Structured Prompts for Acceptance Criteria Generation
Prompt structures that generate usable acceptance criteria: the five-slot template, failure-mode seeding, and the review loop that stops hallucinated scenarios from reaching QA.
The Prompt I See Most Often Is the One That Fails
Nine times out of ten, the prompt I see an engineer paste into an assistant is "Given this feature spec, generate 5 bullet points of acceptance criteria." The output is confident, well-formatted, and almost entirely useless. You get bullets like "system handles errors gracefully" and "UI is responsive," which overlap and cannot be translated into a test. I want to walk through the prompt shape that actually produces testable criteria, the failure seeding that stops the happy-path default, and the review loop that catches hallucinated scenarios before QA wastes a week on them.

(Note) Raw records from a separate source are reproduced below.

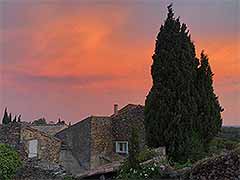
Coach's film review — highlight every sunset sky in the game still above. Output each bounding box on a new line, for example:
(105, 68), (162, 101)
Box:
(0, 0), (240, 125)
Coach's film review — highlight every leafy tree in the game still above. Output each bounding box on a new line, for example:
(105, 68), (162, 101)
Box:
(0, 144), (22, 180)
(8, 113), (12, 122)
(2, 108), (9, 124)
(144, 5), (215, 161)
(32, 118), (47, 126)
(197, 51), (223, 145)
(13, 115), (17, 123)
(18, 114), (22, 122)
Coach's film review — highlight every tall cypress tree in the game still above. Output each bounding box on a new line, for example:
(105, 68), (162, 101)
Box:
(2, 108), (9, 124)
(144, 5), (199, 161)
(196, 51), (223, 146)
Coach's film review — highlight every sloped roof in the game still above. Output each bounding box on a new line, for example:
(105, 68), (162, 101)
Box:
(30, 124), (68, 136)
(111, 104), (144, 117)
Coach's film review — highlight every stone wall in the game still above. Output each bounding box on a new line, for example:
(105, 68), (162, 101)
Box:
(56, 117), (91, 173)
(184, 148), (240, 180)
(0, 123), (21, 149)
(21, 127), (61, 163)
(90, 116), (113, 169)
(112, 105), (145, 152)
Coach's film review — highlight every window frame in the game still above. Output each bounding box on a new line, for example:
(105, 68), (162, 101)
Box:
(115, 141), (128, 154)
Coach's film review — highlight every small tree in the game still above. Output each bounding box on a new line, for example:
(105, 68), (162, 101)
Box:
(13, 115), (17, 123)
(2, 108), (9, 124)
(0, 144), (22, 180)
(196, 51), (223, 146)
(8, 113), (12, 123)
(18, 114), (22, 122)
(32, 118), (47, 126)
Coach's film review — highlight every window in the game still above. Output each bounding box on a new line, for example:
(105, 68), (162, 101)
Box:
(116, 141), (128, 154)
(28, 139), (38, 158)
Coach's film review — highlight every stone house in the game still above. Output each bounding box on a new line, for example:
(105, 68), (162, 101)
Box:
(56, 104), (145, 175)
(0, 122), (61, 163)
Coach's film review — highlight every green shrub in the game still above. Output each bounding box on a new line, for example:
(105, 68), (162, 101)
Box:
(63, 175), (76, 180)
(208, 138), (239, 154)
(0, 144), (22, 180)
(174, 160), (192, 169)
(138, 146), (157, 163)
(116, 164), (162, 179)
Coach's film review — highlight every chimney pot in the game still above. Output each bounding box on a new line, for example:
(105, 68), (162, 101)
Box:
(114, 104), (118, 115)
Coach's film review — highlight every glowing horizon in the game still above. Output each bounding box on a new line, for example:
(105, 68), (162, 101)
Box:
(0, 0), (240, 125)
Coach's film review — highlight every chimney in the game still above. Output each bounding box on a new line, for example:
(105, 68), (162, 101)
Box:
(114, 104), (118, 115)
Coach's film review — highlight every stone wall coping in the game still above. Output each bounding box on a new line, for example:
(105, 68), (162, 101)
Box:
(23, 126), (62, 142)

The Five-Slot Template Is the Whole Game
Every criterion worth shipping fills five slots: actor (who initiates), preconditions (state before the trigger), trigger (the specific event), expected outcome (the observable result), and observable side-effect (what changed elsewhere that proves the outcome happened). I force the prompt to produce all five per criterion. The side-effect slot catches laziness: if the model cannot name an audit log, a database row, an emitted event, or a changed metric, the behavior is not verifiable and the criterion is not ready.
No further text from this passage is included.